Este é um drama protagonizado por adolescentes, o qual apresenta questões sobre amizade, crescimento pessoal, ritos de passagem e sentimento de perda que surpreendeu o público da época por ser baseado numa obra incomum de King (à época, bastante consagrado por seu estilo ligado ao suspense e ao sobrenatural). Contudo, se analisarmos o filme com mais atenção, encontraremos um elemento muito comum nas obras do escritor: o medo. Em Conta Comigo, o medo não precisa de algo sobrenatural para existir; basta apenas que ele se aproxime do cotidiano dos quatro garotos que estão saindo da infância e chegando à adolescência. Daí temos: o medo de se deparar com um cadáver, de ser atropelado por um trem, fugir de um cão feroz para não ser atacado por ele, o medo de um bicho ficar preso em nossas calças e principalmente, o medo do fim da infância.
Algumas coisas para contar sem reduzir a obra a mais um clássico da “Sessão da Tarde”
Mas afinal, depois do estrondoso sucesso de Os Goonies, quem se interessaria em assistir a um filme, misto de drama com road movie (só que sem estrada!), protagonizado por quatro garotos a procura de um cadáver, baseado num conto de um consagrado escritor de terror e sem a participação de Spielberg ou John Hughes? Conta Comigo conseguiu este feito. O filme foi lançado em agosto de 1986, ao custo de U$$ 8 milhões, e rendeu U$$ 52 milhões, ficando em 2º lugar na arrecadação de bilheteria durante um bom tempo.

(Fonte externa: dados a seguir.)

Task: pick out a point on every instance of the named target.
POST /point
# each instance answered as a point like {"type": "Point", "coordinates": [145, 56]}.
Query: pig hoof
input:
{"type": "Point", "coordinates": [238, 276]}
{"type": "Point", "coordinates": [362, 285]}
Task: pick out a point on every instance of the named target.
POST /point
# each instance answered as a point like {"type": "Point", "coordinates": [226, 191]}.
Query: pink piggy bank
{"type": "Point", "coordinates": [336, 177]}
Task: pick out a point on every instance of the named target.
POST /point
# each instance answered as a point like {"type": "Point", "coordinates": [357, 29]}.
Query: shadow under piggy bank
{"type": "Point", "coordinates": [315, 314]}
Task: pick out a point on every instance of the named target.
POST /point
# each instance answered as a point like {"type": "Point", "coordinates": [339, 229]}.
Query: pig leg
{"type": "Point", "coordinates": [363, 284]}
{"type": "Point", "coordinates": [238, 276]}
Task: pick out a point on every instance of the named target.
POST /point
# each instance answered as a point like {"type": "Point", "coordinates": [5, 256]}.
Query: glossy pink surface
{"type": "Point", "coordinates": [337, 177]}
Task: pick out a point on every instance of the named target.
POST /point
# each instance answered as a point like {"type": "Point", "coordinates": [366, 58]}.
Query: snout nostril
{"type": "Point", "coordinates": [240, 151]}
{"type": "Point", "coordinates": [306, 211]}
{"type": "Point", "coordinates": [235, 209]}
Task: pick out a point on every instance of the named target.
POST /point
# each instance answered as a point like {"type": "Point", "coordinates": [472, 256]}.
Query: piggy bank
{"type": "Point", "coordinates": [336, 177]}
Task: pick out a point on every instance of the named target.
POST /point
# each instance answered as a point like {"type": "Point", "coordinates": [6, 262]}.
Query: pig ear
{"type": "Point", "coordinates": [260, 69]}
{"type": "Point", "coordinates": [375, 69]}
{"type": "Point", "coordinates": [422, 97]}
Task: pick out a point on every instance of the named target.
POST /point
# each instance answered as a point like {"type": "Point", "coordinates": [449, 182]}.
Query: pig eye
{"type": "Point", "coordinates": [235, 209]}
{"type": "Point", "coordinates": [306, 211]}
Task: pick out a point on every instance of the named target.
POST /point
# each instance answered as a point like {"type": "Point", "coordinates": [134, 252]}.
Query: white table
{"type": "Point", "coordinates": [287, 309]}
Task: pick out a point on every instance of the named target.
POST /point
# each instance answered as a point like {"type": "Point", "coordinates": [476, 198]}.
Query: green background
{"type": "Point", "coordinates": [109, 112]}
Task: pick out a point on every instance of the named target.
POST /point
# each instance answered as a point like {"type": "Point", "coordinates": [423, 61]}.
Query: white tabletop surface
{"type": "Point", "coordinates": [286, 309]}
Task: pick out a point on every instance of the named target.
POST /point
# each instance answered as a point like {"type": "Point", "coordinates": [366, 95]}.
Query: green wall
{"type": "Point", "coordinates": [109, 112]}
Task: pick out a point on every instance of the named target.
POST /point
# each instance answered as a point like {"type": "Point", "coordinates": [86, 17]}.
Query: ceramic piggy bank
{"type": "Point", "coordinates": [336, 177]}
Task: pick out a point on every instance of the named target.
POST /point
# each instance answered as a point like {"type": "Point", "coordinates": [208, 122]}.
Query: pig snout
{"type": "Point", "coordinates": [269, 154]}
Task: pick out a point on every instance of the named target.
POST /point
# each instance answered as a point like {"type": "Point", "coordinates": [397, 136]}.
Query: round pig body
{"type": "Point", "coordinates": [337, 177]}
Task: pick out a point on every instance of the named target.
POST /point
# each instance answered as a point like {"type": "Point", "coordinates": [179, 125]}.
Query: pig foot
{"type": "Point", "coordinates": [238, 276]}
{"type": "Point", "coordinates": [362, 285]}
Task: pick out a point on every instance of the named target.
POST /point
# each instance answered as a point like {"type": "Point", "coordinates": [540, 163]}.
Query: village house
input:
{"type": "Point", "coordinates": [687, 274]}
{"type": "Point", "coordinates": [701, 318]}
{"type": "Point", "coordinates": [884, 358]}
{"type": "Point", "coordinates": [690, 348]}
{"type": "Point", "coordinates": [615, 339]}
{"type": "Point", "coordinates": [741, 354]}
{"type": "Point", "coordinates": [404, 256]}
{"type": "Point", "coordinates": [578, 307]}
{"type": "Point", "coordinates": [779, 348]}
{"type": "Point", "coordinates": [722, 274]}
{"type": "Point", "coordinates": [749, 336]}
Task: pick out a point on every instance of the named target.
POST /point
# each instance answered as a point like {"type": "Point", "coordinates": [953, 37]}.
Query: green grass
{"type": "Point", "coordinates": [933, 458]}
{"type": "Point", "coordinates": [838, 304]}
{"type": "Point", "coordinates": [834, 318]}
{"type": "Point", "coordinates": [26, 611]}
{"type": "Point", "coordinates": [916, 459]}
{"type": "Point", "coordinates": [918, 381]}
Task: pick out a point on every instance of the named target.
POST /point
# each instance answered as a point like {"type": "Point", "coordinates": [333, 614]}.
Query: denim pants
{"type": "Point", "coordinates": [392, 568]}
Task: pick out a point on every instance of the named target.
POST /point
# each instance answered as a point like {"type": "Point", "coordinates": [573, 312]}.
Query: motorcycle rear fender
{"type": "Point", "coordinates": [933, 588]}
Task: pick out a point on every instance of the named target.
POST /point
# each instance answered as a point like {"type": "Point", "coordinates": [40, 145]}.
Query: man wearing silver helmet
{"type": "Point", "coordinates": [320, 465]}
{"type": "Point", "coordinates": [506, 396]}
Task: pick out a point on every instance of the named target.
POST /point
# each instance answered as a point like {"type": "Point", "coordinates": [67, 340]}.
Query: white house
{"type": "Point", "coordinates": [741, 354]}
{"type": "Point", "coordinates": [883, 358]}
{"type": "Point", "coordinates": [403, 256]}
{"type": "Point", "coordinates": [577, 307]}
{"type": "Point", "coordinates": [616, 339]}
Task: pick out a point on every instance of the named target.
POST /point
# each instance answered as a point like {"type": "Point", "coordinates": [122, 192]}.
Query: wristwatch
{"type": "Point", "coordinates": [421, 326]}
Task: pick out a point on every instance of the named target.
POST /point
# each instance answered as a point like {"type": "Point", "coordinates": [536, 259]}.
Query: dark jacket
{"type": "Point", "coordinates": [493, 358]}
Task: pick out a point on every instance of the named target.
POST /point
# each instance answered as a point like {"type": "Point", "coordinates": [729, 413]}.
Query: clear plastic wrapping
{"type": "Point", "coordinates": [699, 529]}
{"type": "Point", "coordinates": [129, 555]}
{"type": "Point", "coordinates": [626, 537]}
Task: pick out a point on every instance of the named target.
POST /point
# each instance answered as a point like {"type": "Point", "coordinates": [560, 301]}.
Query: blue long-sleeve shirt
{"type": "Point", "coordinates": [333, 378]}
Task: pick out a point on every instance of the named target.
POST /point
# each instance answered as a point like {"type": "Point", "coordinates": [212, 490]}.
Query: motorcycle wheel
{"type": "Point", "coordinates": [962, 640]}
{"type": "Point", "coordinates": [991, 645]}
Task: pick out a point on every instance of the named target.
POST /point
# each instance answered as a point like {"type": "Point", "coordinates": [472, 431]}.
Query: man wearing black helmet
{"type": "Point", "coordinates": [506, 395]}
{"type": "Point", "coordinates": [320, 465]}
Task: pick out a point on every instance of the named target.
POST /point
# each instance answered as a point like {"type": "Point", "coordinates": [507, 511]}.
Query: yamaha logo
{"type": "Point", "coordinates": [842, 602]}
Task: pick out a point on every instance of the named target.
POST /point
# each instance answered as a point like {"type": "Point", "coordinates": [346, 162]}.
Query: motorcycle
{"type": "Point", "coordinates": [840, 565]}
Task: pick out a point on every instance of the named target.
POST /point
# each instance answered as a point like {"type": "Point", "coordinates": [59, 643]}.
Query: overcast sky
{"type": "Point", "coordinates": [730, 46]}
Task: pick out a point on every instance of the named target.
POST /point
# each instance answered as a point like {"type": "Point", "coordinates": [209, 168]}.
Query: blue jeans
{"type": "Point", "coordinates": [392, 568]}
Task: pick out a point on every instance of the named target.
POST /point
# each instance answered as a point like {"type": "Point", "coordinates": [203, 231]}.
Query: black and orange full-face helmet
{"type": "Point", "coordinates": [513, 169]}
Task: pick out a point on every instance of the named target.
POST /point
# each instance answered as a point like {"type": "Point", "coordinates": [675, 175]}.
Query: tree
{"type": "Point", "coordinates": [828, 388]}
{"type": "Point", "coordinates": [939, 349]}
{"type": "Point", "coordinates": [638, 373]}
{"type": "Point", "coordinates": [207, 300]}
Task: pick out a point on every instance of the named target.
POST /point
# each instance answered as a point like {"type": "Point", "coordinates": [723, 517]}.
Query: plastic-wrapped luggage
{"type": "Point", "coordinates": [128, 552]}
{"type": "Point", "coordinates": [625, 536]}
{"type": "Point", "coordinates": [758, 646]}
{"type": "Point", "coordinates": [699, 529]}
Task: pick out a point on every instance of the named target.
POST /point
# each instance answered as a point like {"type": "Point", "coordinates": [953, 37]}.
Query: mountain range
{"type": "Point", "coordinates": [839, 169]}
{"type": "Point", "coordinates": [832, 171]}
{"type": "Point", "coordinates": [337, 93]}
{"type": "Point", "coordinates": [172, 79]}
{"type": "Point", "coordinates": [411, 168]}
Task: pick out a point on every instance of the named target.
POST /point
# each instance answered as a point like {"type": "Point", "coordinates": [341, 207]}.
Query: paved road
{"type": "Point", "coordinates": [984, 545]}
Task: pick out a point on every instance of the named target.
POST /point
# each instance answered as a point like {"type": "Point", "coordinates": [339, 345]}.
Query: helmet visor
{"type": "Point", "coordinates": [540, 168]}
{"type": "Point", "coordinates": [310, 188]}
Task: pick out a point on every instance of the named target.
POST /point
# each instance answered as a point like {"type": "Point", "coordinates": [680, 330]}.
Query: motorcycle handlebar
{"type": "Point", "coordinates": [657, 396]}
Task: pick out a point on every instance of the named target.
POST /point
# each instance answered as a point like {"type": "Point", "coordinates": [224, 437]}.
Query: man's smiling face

A obra utiliza bem a cartilha da estética clássica do cinema. Um roteiro aparentemente simples e desenvolvido numa narrativa direta com os três atos (apresentação, conflito e desfecho), um narrador, drama e humor na medida certa e a presença de antagonistas (a gangue de Ace). A morte é o elemento que dá início e o fim da jornada (a notícia e o encontro com a morte através do cadáver). Ao longo da jornada (cheia de percalços) de nossos heróis, os segredos revelados e flashbacks levam o espectador a conhecer a complexidade dos personagens: o rebelde Chris (River Phoenix), o introspectivo Gordie (Wil Wheaton), o explosivo Teddy (Corey Feldman) e o bobão Vern (Jerry O’Connell). Vale ressaltar a boa sintonia entre os quatro garotos que encarnam o espírito do que é ter amigos na infância. Na época, Corey Feldman era o mais famoso do grupo, já havia participado de outras grandes produções (entre eles Os Goonies!), mas foi o dono do personagem que era o líder do grupo que obteve grande sucesso nos anos seguintes. River Phoenix – citado anteriormente – teve um fim tão trágico quanto à de seu personagem Chris.
Não são apenas a amizade e a oportunidade de serem famosos ao achar o cadáver que os unem. Entre eles, há o sentimento de perda (seja de um ente, do respeito, da sanidade ou de uma pequena fortuna) e o inevitável destino de crescer e aceitar a vida como ela é ou como ela se apresenta diante deles. Temas bastante presentes no cinema clássico norte-americano estão lá: amizade, lealdade e crescimento. Por se tratar também de um road movie, há uma viagem única que vai mudar a vida dos personagens para sempre; há surpresas no meio do caminho; o trajeto em si é mais importante do que o destino final e a presença de planos abertos com personagens perdidos na imensidão da paisagem. Já os planos médios (enquadrando os quatro amigos) e primeiros planos (com o uso do plano e contra-plano) são utilizados para mostrar os personagens e criar uma proximidade com o espectador, como se ele fosse quase um quinto integrante do grupo.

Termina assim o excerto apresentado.